Uncertainty dominates the U.S. investing landscape, including questions on economic growth, election outcomes, and the impact of civil unrest. To help navigate the uncertainty, it is important to remember the core of investing in stocks and bonds: individual businesses. Specifically, it is desirable to seek good businesses.
What is a good business? I define a good business as follows: they offer a product or service that is indispensable to their customers; they have the ability to grow; and they are run by good managers.
Having defined a good business, how can we tell if the business we are considering is a good one? Regarding the strength of their product or service, one key piece of evidence is the company’s ability to maintain or increase the price of their product.
For example, Amazon raised the price of its Prime product by 20% to $119 a year beginning in mid-2018. A subsequent third-party survey showed that 6% of Prime users cancelled their service versus 53% reporting that it would not have an impact and 24% responding that they were not aware of the price increase. Their customers clearly value Prime service as a worthwhile investment to help improve their life.

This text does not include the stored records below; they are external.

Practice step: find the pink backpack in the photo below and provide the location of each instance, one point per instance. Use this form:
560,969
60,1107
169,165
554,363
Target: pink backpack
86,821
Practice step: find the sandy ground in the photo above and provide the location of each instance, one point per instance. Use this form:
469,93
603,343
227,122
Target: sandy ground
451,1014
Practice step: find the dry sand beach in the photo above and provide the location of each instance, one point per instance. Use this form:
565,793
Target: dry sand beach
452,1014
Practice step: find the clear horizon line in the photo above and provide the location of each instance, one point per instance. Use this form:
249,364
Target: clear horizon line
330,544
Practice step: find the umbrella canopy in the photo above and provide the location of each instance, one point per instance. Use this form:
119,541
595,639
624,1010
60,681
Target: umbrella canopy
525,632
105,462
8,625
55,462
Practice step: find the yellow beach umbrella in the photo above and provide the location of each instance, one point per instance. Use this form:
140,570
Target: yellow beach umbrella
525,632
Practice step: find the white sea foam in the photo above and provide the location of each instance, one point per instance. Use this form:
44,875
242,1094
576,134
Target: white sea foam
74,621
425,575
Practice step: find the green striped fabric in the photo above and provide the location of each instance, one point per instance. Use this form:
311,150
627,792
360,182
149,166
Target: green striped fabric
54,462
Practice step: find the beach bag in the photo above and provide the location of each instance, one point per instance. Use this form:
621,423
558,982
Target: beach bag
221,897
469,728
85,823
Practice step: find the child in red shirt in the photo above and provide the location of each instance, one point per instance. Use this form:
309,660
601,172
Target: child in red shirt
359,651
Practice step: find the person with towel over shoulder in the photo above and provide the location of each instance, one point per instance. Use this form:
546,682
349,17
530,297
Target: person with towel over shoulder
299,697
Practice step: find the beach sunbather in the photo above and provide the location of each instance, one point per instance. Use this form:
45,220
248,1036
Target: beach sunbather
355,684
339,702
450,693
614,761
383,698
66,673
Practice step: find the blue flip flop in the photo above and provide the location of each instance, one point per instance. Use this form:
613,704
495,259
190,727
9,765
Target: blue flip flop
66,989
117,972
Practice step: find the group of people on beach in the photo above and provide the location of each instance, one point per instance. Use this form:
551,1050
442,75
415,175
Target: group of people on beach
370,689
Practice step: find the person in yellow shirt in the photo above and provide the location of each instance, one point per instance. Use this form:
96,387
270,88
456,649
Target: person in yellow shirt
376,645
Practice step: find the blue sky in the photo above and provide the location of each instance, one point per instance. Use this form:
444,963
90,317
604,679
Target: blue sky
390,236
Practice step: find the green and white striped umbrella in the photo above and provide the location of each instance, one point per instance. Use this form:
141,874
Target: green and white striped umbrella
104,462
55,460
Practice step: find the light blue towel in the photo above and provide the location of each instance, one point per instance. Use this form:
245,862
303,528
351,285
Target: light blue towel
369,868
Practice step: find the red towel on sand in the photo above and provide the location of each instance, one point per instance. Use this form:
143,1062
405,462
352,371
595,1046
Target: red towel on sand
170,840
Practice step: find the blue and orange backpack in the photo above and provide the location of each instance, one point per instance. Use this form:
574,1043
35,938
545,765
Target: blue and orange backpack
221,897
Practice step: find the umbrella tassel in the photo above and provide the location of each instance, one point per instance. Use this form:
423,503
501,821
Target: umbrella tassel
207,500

Another good example is Disney World, which saw an 8.3% average annual growth rate in ticket prices since its opening in 1971, when a ticket cost $3.50.
Alternatively, businesses with less differentiated products or services face pricing pressure or risk losing business. Companies in those situations must have an unusual advantage, such as lower costs compared with competitors, in order to remove some of this pressure.
The second quality of a good business, the ability grow, follows from the first quality of having a highly valued product or service. However, what if your product is already sold to the entire addressable market? You may be able to increase prices, but that will be the extent of your sales growth. Ideally, growth will come from both pricing power and gaining new customers. In some situations, like social media companies, the ability to increase advertising rates is aided by their ability to add new users.
A good team of managers is another important component for a good business. The first piece of evidence to look for is circular within our framework: have they positioned the company to have the first two qualities of a good business? Another critical quality is the handling of the balance sheet and of every dollar the business generates. Regarding the balance sheet, the business should have a reasonable amount of debt. A more conservative level of debt is helpful in allowing the company to weather downturns and take advantage of opportunities such as acquiring competitors (who may be struggling under too much debt).
As the business generates cash, the manager’s job is to decide where to put it. They can pay down debt, reinvest in the business, make acquisitions, repurchase shares, or pay a dividend. The right answer is determined by specific circumstances, such as repurchasing shares when the company’s share price is low and acquiring other companies when their prices are low.
The result of a solid capital allocation program can be staggering. In William N. Thorndike Jr.’s, “The Outsiders,” he chronicles eight CEOs who outperformed over their tenures the Standard & Poor’s 500 index by over 20 times on average, and over seven times their peers, by wisely allocating their company’s capital. For comparison, Jack Welch, the CEO of General Electric from 1981 to 2001 and believed by many to be a top-tier CEO, outperformed the S&P 500 by 3.3 times over his tenure.
It is also important to understand the incentives of the managers. The compensation structures for the executives of publicly traded companies are disclosed in their annual proxy statements, and performance-based compensation often dwarfs their base salaries. Therefore, one can get a good idea of where the managers will be focused for the next one to three years.
Some incentives are better than others for shareholders. For example, if they are incentivized to grow revenues, they may be tempted to make big acquisitions at the cost of profitability or balance sheet strength. Charlie Munger, the vice chairman of Berkshire Hathaway, has spoken about the power of incentives: “I think I’ve been in the top 5% of my age cohort in all my life in understanding the power of incentives, and all my life, I’ve underestimated it.”
The last piece of the investment picture is the price paid for the investment. We will not cover that in depth here, but knowing that you are dealing with a good business may raise the price at which you are willing to invest.
Investing uncertainty lies beyond buying and selling publicly traded companies. The good news is that a good business framework can be applied in many settings.
For example, imagine you are considering leaving your job to start a new business. There is not much more uncertainty than that, as you are potentially investing substantial time and money in a new enterprise. Thinking about your product or service and its importance to customers, your addressable market, your ability to allocate resources, and the incentives of your team, will help you get more comfortable with your endeavor, or perhaps lead you to rethink your strategy.